Introduction
In the era of dinosaurs, a fearless dinosaur hunter named Alex embarks on an exciting mission to uncover the secrets of these prehistoric creatures. Alex's goal is to gather valuable data from various sources and perform advanced analysis to gain insights into the behavior, diet, and evolution of different dinosaur species.
To achieve this, Alex needs to leverage the power of Hadoop MapReduce and its ability to perform join operations efficiently. By joining data from multiple sources, Alex can combine information about dinosaur fossils, their geological locations, and environmental conditions to paint a comprehensive picture of the dinosaur world.
Set up the Environment and Data
In this step, we will set up the necessary environment and prepare the data for the join operation.
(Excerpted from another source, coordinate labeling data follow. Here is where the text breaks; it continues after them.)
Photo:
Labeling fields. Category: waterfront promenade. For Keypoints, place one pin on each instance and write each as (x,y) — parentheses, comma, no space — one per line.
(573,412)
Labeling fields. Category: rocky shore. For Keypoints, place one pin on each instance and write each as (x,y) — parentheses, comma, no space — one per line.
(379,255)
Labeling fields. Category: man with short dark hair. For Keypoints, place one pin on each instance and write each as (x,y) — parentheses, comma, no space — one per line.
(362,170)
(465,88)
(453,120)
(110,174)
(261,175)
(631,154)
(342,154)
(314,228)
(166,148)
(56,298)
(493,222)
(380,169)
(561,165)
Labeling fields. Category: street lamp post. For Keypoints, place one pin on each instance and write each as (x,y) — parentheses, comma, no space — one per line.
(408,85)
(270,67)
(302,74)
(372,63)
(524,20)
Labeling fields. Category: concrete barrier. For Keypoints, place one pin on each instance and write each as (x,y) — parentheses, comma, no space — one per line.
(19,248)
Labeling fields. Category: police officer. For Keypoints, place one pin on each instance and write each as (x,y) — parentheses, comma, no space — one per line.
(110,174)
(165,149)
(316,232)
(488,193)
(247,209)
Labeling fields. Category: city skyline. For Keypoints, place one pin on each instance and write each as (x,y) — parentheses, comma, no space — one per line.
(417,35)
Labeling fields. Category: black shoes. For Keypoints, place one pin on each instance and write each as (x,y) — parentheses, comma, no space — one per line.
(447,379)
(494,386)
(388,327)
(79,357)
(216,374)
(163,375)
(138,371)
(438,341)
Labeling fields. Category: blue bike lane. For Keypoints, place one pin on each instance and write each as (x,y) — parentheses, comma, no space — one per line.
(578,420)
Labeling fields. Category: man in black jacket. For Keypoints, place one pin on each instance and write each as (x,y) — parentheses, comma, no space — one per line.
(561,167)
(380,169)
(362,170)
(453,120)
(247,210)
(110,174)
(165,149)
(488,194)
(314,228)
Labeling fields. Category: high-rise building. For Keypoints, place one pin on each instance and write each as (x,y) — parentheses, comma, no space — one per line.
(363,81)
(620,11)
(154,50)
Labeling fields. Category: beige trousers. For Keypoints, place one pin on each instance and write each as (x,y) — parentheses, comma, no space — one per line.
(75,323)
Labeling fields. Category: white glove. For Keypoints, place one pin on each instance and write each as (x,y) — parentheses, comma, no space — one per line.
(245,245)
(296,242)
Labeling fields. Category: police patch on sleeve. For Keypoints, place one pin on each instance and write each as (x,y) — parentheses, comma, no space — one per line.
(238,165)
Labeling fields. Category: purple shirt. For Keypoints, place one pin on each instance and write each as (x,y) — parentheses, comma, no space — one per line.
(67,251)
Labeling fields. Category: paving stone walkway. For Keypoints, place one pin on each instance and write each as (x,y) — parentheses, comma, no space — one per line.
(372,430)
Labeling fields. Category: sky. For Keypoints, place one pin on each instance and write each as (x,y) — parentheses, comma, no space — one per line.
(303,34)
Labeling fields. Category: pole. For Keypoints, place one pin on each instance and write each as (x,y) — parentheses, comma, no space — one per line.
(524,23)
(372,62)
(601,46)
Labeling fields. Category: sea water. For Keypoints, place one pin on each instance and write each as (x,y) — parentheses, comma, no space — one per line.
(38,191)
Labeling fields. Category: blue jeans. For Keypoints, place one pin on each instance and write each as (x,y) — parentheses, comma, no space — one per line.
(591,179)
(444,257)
First, change the user to hadoop and then switch to the home directory of the hadoop user:
su - hadoop
Create a new directory called join-lab to store our files:
mkdir join-lab
cd join-lab
Next, let's create two data files: dinosaurs.txt and locations.txt. These files will contain information about dinosaurs and their fossil locations, respectively.
Create dinosaurs.txt with the following content:
trex,Tyrannosaurus Rex,carnivore
velociraptor,Velociraptor,carnivore
brachiosaurus,Brachiosaurus,herbivore
stegosaurus,Stegosaurus,herbivore
Create locations.txt with the following content:
trex,North America
velociraptor,Asia
brachiosaurus,Africa
stegosaurus,North America
Finally, upload join-lab to hdfs using the following command:
hadoop fs -mkdir -p /home/hadoop
hadoop fs -put /home/hadoop/join-lab /home/hadoop/
Implement the Join Operation
In this step, we will implement a MapReduce job to perform a join operation on the dinosaurs.txt and locations.txt files.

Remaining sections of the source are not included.